A HISTÓRIA – Madureira 4 x 2 Fluminense, na inauguração do estádio do Madureira, com a capacidade máxima de 10 mil lugares, foi a segunda e última derrota que o Fluminense sofreu em 1941, bicampeão carioca com 22 vitórias, 5 empates e o recorde de 106 gols em 29 jogos. Madureira – Alfredo, Benedito e Apio; Otacílio, Jair e Alcides; Jorginho, Lelé, Isaías, Jair Rosa Pinto e Oséas. Fluminense – Maia, Moisés e Machado; Bioró, Spinelli e Afonsinho; Pedro Amorim, Pedro Nunes, Rongo, Tim e Hércules. Na época não havia substituição. O jogo foi apitado por José Ferreira Lemos, tratado pelo apelido de Juca da Praia.

SAÍRAM TRÊS – O futebol do Madureira era bancado pelo bicheiro Aniceto Moscoso, homenageado pelo clube com o nome do estádio, e que mandava na contravenção da época, junto com Rafael Palermo, Arlindo Pimenta e o então iniciante Eusebio de Andrade, presidente do Bangu, campeão em 1966. Aniceto Moscoso vendeu os melhores do time, Isaías, Lelé e Jair Rosa Pinto, destaques do primeiro título invicto do Expresso da Vitória do Vasco (1945), que também tirou do Fluminense o técnico uruguaio Ondino Viera. 

COMECEI a conhecer um pouco da história do Madureira em 1964, quando fui indicado pelo amigo Telê Santana, quase no final da brilhante carreira de jogador, para ser o jornalista da Volta ao Mundo, organizada pelo correto empresário português José da Gama Correia da Silva. Ficamos quase quatro meses na Europa e na Ásia, com o Madureira sendo o primeiro time das Américas a jogar na República Popular da China, ainda dominada, com mão de ferro, pelo líder comunista Mao Tse-tung.

O MADUREIRA era dirigido pelo artilheiro Plácido Monsores, campeão carioca de 1933 no Bangu e de 1935 no América, e fez grandes exibições em Cantão, Shangai e na capital Pequim, diante de 100 mil torcedores, lotação completa do Estádio dos Trabalhadores. O zero a zero com a seleção chinesa, treinada por um técnico húngaro, foi destacado pelos jornais como “grande espetáculo de técnica de futebol”. O jogo foi emocionante e só com três faltas de cada equipe.  

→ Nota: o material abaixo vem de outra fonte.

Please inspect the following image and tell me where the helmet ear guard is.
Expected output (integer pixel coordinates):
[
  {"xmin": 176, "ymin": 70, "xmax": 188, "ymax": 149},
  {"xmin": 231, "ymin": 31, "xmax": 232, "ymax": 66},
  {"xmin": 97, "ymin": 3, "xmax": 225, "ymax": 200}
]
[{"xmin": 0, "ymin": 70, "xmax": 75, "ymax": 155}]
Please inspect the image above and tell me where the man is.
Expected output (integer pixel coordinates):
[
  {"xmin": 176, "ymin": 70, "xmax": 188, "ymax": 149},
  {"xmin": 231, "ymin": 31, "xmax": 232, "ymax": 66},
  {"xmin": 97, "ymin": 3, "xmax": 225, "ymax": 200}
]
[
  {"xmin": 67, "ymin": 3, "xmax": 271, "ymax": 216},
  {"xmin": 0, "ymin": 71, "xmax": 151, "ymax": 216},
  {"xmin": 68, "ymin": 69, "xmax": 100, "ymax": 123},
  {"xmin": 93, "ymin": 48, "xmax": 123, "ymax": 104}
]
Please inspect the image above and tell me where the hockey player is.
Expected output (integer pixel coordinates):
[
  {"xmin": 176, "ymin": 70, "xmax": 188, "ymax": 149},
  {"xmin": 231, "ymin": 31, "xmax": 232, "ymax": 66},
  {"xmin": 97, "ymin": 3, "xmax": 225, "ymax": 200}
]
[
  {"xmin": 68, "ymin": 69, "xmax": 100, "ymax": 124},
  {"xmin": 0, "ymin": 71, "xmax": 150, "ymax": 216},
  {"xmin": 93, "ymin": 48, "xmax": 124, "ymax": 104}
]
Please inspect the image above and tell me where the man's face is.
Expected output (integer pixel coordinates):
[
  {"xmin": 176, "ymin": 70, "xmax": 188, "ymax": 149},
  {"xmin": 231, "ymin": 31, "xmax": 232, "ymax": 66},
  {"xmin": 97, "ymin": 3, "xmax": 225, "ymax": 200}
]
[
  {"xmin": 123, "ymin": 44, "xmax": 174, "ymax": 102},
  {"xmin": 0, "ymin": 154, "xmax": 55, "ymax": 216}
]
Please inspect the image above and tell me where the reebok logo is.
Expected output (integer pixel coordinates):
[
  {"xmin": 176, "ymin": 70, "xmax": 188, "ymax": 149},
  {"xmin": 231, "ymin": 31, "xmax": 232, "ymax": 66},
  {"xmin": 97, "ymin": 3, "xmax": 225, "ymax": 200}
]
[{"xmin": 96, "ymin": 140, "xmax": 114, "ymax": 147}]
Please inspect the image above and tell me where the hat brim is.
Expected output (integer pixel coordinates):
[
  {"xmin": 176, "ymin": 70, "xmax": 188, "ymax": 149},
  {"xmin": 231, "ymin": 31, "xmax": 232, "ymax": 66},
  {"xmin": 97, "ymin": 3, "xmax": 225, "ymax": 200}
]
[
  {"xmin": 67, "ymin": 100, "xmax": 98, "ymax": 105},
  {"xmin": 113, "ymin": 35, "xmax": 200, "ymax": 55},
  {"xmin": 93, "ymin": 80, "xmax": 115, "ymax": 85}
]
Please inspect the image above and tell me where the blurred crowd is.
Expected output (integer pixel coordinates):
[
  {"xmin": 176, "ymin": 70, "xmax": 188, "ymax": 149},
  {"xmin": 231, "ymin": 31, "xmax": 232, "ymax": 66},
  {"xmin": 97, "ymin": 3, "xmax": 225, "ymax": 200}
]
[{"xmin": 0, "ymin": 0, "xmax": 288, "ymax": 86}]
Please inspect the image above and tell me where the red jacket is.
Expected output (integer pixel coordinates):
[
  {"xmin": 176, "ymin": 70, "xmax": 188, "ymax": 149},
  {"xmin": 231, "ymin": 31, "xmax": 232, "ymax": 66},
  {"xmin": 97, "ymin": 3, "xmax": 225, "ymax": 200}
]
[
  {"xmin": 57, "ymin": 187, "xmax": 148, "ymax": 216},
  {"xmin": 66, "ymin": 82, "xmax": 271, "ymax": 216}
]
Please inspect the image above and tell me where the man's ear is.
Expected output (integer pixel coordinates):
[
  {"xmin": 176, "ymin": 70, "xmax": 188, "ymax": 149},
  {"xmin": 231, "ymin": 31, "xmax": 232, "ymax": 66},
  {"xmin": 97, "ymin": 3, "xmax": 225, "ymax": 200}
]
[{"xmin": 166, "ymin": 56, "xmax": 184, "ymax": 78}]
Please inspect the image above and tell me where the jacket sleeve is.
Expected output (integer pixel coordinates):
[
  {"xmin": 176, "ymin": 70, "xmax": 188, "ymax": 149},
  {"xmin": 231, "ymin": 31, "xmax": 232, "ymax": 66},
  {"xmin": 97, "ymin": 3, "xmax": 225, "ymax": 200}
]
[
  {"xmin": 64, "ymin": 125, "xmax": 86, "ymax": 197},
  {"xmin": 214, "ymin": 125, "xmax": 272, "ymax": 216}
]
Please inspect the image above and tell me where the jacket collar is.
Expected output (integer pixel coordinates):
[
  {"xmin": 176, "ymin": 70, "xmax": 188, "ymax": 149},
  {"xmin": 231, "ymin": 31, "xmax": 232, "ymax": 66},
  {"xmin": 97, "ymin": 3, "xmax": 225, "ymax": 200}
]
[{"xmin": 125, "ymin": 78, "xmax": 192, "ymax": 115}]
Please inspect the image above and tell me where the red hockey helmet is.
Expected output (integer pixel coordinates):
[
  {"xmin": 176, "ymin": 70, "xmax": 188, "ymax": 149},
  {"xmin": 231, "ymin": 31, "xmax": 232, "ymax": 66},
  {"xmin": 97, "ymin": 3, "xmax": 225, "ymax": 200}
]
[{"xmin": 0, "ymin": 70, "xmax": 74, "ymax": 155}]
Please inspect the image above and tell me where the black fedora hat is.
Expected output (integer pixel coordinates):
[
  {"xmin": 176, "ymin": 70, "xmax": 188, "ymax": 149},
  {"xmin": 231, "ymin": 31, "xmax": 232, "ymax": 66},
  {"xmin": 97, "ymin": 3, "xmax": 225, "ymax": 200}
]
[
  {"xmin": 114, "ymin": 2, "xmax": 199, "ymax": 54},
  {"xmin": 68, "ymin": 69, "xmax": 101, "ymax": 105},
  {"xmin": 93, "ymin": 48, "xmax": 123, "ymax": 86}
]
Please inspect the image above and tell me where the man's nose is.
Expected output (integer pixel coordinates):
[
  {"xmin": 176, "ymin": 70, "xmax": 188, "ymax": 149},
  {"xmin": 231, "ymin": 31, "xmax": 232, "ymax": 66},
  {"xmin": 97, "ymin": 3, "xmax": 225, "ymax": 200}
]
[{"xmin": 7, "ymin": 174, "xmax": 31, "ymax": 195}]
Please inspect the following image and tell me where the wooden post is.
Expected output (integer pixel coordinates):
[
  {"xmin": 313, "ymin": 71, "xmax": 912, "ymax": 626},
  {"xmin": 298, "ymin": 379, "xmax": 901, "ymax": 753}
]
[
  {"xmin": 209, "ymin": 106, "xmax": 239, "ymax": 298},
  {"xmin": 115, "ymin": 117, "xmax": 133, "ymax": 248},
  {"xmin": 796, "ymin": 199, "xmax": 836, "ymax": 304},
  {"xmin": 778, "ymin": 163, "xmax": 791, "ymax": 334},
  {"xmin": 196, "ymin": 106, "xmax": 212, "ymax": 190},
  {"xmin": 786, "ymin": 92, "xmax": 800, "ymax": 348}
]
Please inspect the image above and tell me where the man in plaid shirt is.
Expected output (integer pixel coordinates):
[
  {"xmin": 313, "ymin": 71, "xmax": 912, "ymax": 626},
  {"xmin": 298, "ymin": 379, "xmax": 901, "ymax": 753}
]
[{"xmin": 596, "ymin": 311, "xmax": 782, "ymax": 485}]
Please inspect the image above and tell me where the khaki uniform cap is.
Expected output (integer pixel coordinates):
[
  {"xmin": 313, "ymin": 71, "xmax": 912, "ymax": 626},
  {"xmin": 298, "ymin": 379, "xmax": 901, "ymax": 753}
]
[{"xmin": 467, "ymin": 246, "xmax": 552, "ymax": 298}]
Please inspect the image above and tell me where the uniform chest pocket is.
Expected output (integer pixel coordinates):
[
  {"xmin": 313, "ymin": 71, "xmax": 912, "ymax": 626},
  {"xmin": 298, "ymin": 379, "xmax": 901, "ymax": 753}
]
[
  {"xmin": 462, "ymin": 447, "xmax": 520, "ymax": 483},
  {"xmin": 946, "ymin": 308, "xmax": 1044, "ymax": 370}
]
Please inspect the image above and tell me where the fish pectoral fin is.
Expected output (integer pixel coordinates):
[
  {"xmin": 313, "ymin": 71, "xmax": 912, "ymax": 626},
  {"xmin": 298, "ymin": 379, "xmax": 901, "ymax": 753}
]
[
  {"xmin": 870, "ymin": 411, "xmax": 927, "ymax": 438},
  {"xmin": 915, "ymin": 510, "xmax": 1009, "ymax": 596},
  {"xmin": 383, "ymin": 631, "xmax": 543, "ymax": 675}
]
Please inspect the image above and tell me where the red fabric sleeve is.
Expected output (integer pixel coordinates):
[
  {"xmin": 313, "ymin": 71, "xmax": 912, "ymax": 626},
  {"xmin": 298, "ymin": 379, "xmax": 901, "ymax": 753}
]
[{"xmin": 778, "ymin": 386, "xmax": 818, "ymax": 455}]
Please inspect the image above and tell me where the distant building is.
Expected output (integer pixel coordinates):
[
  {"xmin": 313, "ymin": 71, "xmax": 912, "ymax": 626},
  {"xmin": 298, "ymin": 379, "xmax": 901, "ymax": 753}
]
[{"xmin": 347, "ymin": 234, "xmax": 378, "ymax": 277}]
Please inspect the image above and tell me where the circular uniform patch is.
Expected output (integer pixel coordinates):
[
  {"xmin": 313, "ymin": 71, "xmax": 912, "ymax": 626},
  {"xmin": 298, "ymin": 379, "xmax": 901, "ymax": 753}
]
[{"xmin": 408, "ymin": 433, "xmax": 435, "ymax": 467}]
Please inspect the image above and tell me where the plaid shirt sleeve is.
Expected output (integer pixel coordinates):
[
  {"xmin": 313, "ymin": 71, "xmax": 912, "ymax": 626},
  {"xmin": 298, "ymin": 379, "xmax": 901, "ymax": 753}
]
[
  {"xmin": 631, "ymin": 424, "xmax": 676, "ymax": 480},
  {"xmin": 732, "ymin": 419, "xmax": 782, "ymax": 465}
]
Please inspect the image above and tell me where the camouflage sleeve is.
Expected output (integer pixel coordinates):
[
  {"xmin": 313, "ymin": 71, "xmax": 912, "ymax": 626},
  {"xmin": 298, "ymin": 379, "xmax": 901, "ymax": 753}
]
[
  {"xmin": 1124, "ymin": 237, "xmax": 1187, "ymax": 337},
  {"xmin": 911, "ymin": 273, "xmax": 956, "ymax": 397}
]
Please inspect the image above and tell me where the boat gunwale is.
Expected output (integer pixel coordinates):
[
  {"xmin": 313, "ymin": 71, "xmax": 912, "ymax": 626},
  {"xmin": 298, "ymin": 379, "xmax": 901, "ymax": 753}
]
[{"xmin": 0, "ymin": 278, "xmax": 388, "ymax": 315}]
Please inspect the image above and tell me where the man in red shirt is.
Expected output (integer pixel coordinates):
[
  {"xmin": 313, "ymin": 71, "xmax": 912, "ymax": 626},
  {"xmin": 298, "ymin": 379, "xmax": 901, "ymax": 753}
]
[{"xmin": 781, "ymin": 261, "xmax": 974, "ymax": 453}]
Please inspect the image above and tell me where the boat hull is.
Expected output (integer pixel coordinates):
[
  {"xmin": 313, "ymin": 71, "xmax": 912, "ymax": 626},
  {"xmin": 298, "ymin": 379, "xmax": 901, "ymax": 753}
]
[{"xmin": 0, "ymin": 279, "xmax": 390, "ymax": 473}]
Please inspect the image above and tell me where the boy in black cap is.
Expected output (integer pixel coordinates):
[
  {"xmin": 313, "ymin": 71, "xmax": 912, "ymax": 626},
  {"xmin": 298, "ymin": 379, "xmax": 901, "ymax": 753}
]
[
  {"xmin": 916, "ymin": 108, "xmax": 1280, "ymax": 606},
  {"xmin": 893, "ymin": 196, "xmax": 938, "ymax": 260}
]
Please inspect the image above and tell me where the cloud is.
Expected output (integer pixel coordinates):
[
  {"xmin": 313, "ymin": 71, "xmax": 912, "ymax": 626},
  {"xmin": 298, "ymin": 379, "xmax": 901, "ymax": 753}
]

BOM LEMBRAR – O time-base do Madureira na Volta ao Mundo de 1964 era Miguel, Bitum, Alfredo, Jalmir e Aloísio; Farah e Homero; Neném, Batata, Quarenta e Zezé. Miguel foi goleiro do Vasco, Supersupercampeão carioca de 1958 e depois passou a coordenador técnico do Cosmos de Nova York. O atacante Batata depois brilhou no Vera Cruz, time da cidade portuária mexicana de Vera Cruz, onde se casou com a filha caçula do presidente da Pemex, a Petrobras do México.

BOM DIZER – O Madureira foi também o primeiro time brasileiro a se apresentar no estádio San Paolo, em amistoso com o Napoli, que havia comprado do Olaria o atacante Cané, primeiro negro a jogar e depois a ser técnico na Itália. O estádio passou a se chamar Diego Maradona, em justa homenagem dos napolitanos ao maior ídolo de sua história, em uma equipe em que também brilharam o atacante Careca, ex-São Paulo, e o volante Alemão, ex-Botafogo, comprado do Atletico de Madrid.